In der im Vergleich stärker besetzten Westgruppe sieht es dagegen für Hofheim und Oberursel nicht besonders nach weihnachtlicher Stimmung aus, denn beide finden sich zu Beginn des neuen Jahres auf einem Abstiegsplatz wieder. Hofheim gelang es nicht aus dem ELO- Übergewicht gegen Solingen II entsprechendes Punktekapital zu schlagen und musste eine knappe Niederlage einstecken. Umgekehrt gelang es Oberursel in der Rolle des Underdogs wenigstens zu einem Punktgewinn gegen Gerresheim zu kommen. Als Tabellenletzter hat man jetzt die Gewissheit, das jeder weitere Wettkampf schon Endspielcharakter hat. Mut macht, das man die aktuellen Top Vier schon hat über sich ergehen lassen müssen. Es wird also leichter im neuen Jahr...
Die 4.Runde führte alle drei Erfurter Mannschaften nach Hessen, sie führten genügend Gastgeschenke mit und ließen die Teampunkte artig den heimischen Vertretern. Griesheim schlug Offenbach mit 6-2, und führt weiter nach Brettpunkten die Tabelle an. Einziger Begleiter an der Spitze ist Brett vorm Kopp Frankfurt, die Medizin Erfurt sicher mit 5-3 besiegen konnten.
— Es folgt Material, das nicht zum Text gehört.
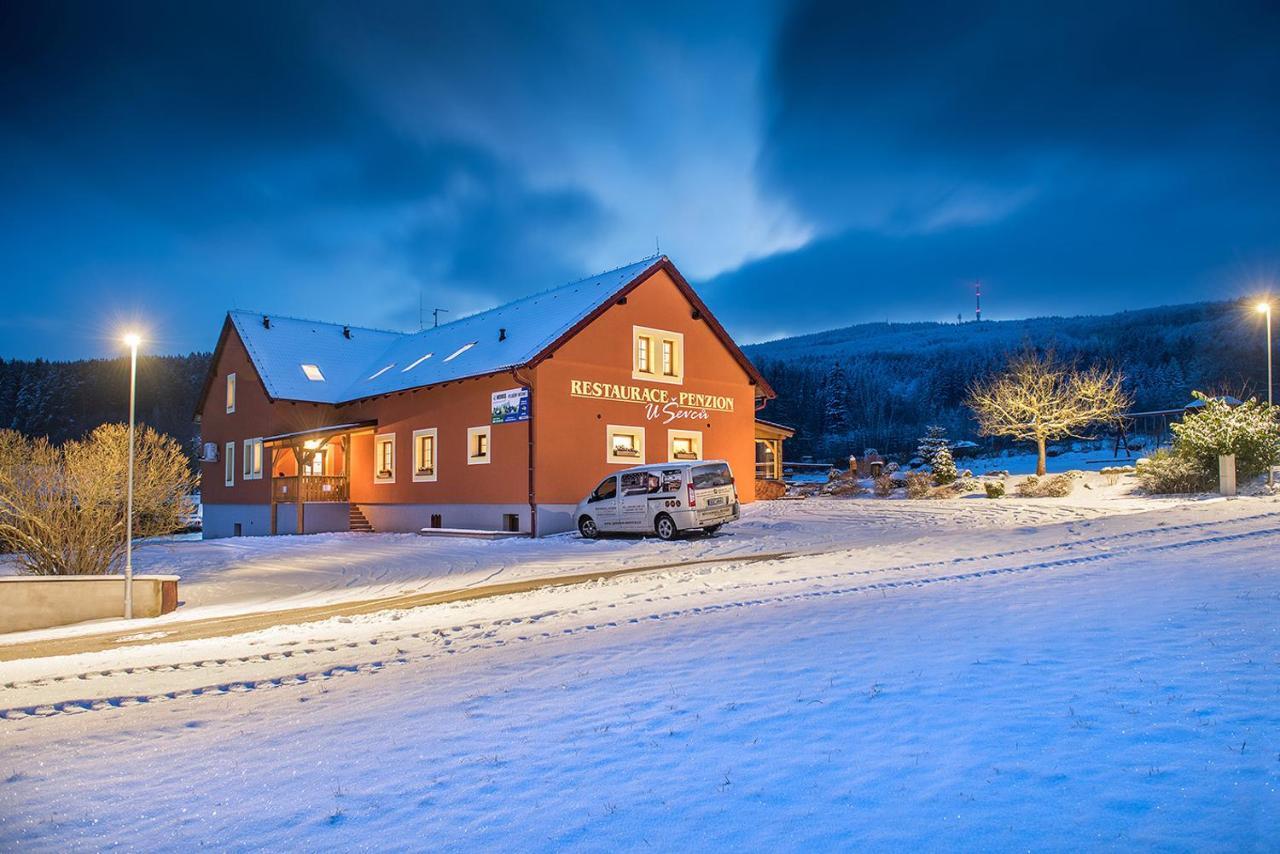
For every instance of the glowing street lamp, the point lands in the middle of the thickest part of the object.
(132, 339)
(1265, 307)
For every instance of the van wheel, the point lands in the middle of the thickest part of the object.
(664, 526)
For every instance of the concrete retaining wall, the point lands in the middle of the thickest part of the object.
(44, 601)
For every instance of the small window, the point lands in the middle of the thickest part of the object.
(685, 444)
(478, 446)
(460, 351)
(659, 355)
(384, 457)
(606, 491)
(625, 444)
(424, 456)
(416, 362)
(252, 460)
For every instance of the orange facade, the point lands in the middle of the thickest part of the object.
(583, 393)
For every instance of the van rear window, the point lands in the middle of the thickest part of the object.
(713, 475)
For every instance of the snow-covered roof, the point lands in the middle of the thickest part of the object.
(359, 362)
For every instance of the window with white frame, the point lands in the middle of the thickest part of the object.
(684, 444)
(252, 460)
(384, 457)
(625, 444)
(478, 446)
(657, 355)
(424, 455)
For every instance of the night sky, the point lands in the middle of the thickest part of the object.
(807, 165)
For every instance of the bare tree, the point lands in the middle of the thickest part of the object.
(63, 510)
(1038, 398)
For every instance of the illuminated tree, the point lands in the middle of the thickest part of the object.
(1037, 398)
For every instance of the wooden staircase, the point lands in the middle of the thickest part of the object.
(357, 523)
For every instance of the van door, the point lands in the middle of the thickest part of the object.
(634, 501)
(603, 506)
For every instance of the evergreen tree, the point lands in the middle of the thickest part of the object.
(944, 466)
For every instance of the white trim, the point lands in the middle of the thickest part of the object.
(435, 455)
(378, 442)
(254, 452)
(657, 337)
(622, 460)
(696, 435)
(229, 465)
(487, 432)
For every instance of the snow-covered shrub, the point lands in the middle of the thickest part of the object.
(1055, 487)
(918, 484)
(944, 466)
(1166, 473)
(63, 508)
(1247, 430)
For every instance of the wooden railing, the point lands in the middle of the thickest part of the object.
(310, 488)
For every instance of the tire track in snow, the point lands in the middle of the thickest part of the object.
(484, 635)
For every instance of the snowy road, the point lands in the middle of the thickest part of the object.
(1105, 683)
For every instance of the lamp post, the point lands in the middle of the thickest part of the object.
(132, 341)
(1265, 307)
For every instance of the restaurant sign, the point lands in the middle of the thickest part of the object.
(661, 403)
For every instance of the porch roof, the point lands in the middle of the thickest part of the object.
(319, 433)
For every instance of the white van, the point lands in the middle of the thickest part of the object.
(663, 498)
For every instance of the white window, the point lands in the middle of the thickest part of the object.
(478, 446)
(384, 457)
(460, 351)
(424, 456)
(625, 444)
(685, 444)
(252, 460)
(415, 362)
(657, 355)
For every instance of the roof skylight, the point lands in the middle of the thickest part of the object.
(460, 351)
(416, 362)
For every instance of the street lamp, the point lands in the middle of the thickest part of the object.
(1265, 307)
(132, 339)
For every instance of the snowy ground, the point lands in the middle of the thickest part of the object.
(965, 674)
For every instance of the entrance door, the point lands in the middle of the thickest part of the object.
(634, 501)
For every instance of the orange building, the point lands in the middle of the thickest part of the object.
(497, 421)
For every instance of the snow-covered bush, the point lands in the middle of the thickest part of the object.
(1055, 487)
(63, 508)
(944, 466)
(918, 484)
(1247, 430)
(1168, 473)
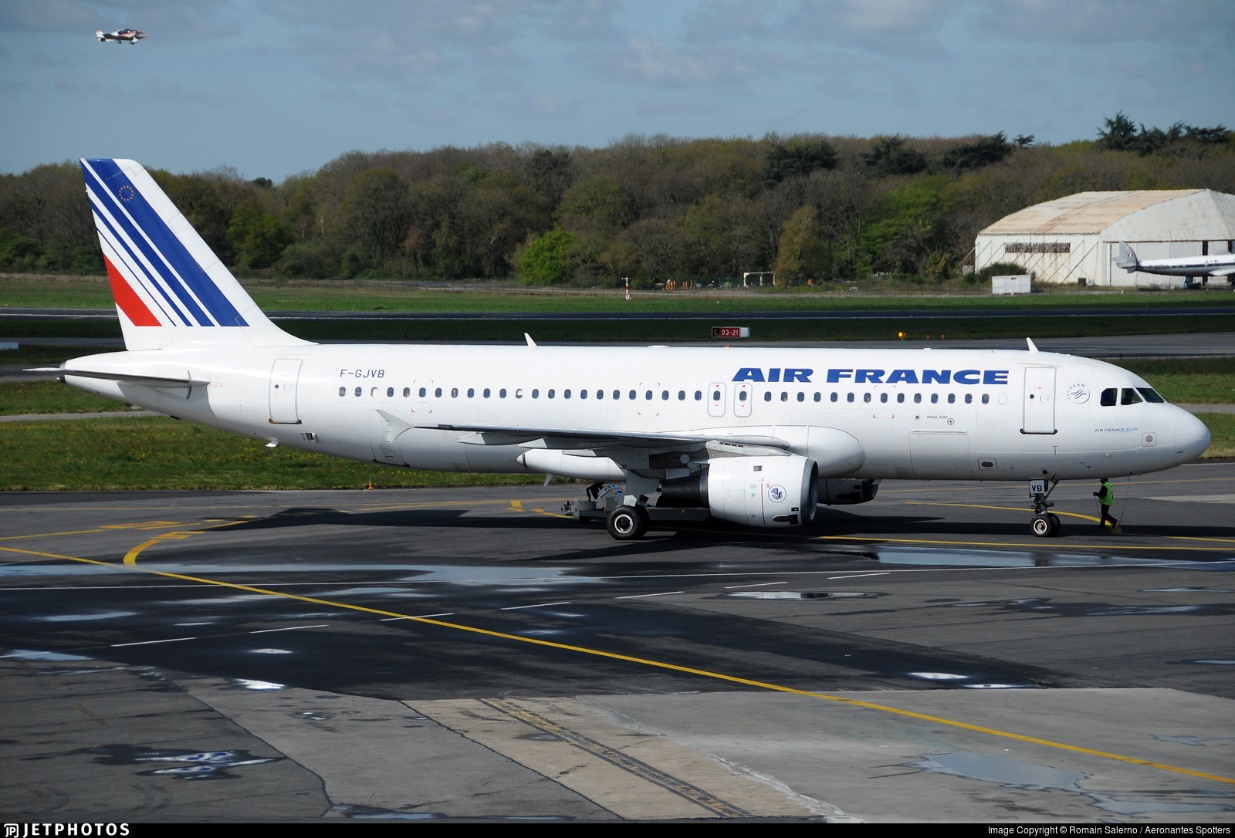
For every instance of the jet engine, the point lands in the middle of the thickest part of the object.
(844, 491)
(760, 491)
Hofheim II löste dagegen Hungen/Lich mit einem 5-3 aus dem Führungstrio der Vorrunde heraus. Damit schaffte man immerhin selbst den großen Sprung vom letzten Platz an die Spitze der zweiten Tabellenhälfte. Hungen/Lich ist nun Dritter, gemeinsam mit Mörlenbach/Birkenau, die den nicht ganz komplett angetretenen SK Gießen mit 5-3 besiegen konnten. Steinbach schlug Empor Erfurt mit 4,5-3,5 und belegt alleine den fünften Platz. Wiesbaden schließlich landete den dritten Sieg in dieser Runde gegen eine Erfurter Mannschaft, man war beim 5,5-2,5 auch etwas gieriger, und belohnte sich dadurch mit Platz Sechs. Offenbach ist Tabellenletzter und schiebt eine Erfurter Mauer vor sich her, in der mittendrin noch Gießen zu finden ist. Das wird noch ein hartes Stück Arbeit, wenn der Klassenerhalt realisiert werden soll.